The EU referendum result is likely to have a significant effect on markets. Our Fund Managers share their views on what this could be.
Charlie Thomas, Head of Strategy, Environment & Sustainability
The vote in favour of ‘Brexit’ will almost certainly be a source of prolonged uncertainty including regarding the direction of UK government policy towards the environment. The effect on funding could also be significant – for example last year the European Investment Bank contributed over €7 billion in funding for the UK renewable energy industry, particularly offshore wind.
Despite these concerns, there has been significant appetite from private sector institutional investors to potentially fill any funding gap, however it remains to be seen whether this will be affected by policy uncertainty following the referendum result. Moreover, tackling issues such as climate change are truly global goals, not just European goals.
Cédric de Fonclare, Head of Strategy, European Opportunities
The United Kingdom’s decision to leave the European Union places the country in uncharted waters. It is clear that we have a long period of uncertainty ahead of us, as negotiations relating to the process of leaving take place. Markets rarely like uncertainty, and it seems reasonable to expect that sterling will remain weak for some time.
After an initial market shock there could well be a normalisation over time, as we eventually saw after the Swiss National Bank dropped its currency peg to the euro in 2015. We also anticipate euro currency volatility, given that the outcome of the referendum will not be good news for the Eurozone economy or political process. Our investment focus, however, remains on picking individual companies that we believe can outgrow the broader economy under a variety of different economic conditions. This process has served us well for over a decade and we believe it can continue to do so in the future.
Stephen Mitchell, Head of Strategy, Global
The referendum decision to exit the European Union has seen the pound fall further against a basket of global currencies, a move that had already begun prior to the vote as polls indicated the “Leave” campaign might win. When it comes to corporate earnings and shareholder returns, ‘Brexit’ is now likely to result in a prolonged period of uncertainty and pain-staking assessment by the market to better ascertain the likely implications for specific companies. The environment may be especially challenging for banks and insurance companies.
John Chatfeild-Roberts, Head of Strategy, Independent Funds
The British public have spoken and, despite the polls being close for several weeks, this referendum result will have caught politicians and central banks in the UK and abroad ‘on the hop’. There are many moving parts to the global investment landscape to consider and ‘Brexit’ is just one of them.

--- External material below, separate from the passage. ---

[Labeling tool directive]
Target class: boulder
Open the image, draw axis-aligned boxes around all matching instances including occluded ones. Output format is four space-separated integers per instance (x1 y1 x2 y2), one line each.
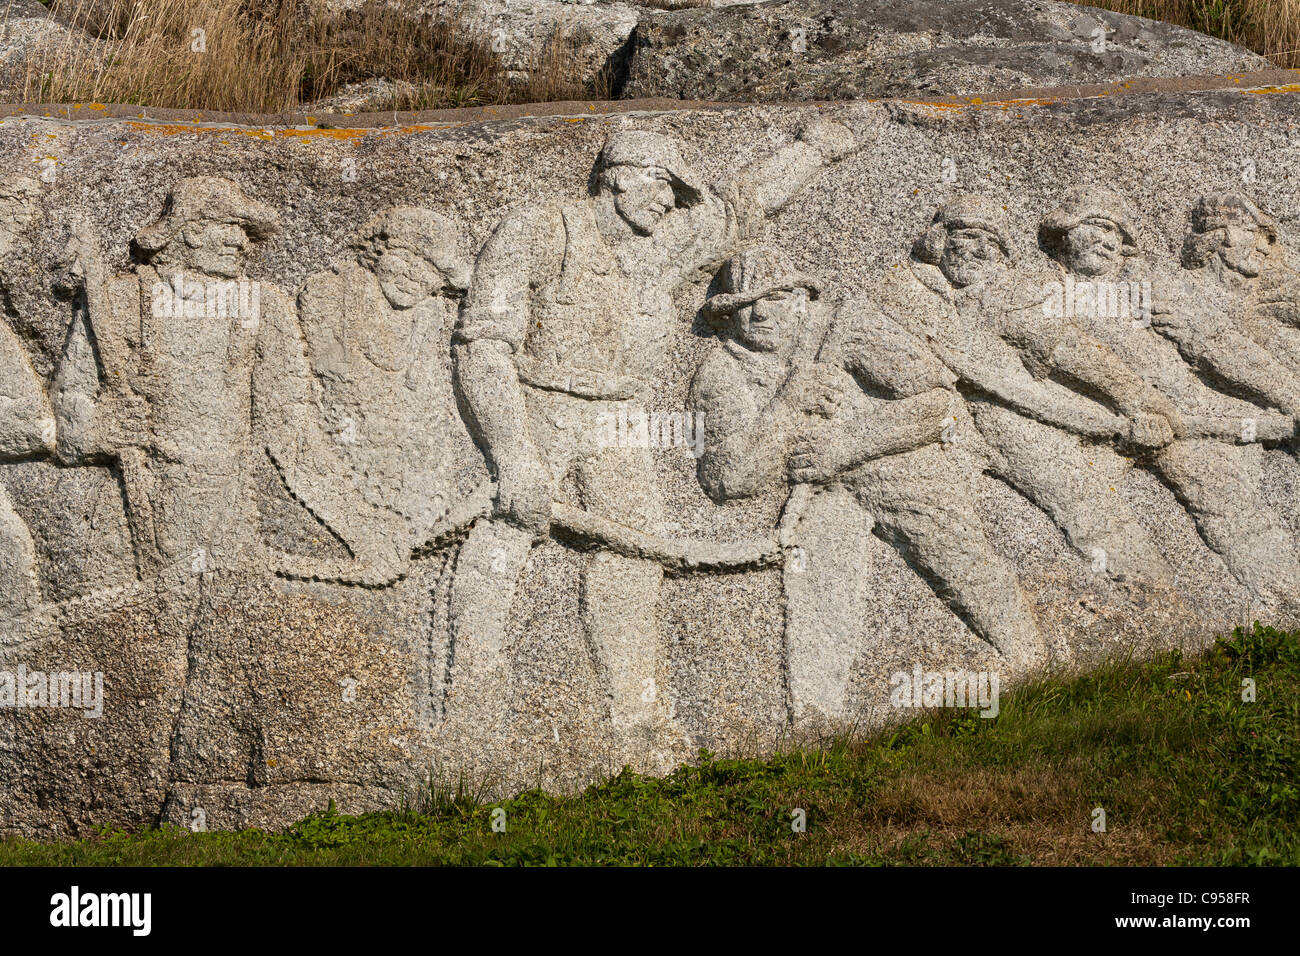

Even though there have been falls in stock markets, it is important to remember that weakness in the pound is good news for many UK companies, particularly exporters who gain an immediate price advantage against their overseas competitors. Furthermore, that weakness in the pound gives an immediate increase in the sterling value of overseas investments.

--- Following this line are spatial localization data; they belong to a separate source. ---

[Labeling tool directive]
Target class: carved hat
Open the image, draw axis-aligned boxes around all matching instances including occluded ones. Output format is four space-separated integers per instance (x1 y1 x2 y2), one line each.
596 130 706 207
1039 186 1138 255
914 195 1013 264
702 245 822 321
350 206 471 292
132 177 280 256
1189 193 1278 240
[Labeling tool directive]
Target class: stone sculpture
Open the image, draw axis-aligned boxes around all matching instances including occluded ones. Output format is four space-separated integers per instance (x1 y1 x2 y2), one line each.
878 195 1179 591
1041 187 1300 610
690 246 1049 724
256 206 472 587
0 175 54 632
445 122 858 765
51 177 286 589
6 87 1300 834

It is important to stress that, despite the current uncertainty about the future, the UK will remain a member of the European Union for at least the next two years while the details of life outside the union are negotiated. We believe the UK economy is still robust and there are opportunities from ‘Brexit’ as well as risks, as indeed was the case when the UK was ejected from the Exchange Rate Mechanism and when we opted not to join the Eurozone during the 1990s.
Steve Davies, Head of Strategy, UK Growth
The UK domestic economy has held up surprisingly well in the run up to the referendum, aided by the fact that disposable incomes are still rising by some 7% year-on-year (according to ASDA’s income tracker). The uncertainty of ‘Brexit’ poses some threat to this: companies are less likely to invest in the UK during the negotiation process and there is also likely to be a hit to consumer confidence, while a weaker pound may lead to higher inflation. One offsetting factor may come if the Bank of England chooses to reduce interest rates from here or introduce a further round of stimulus in an attempt to boost the economy.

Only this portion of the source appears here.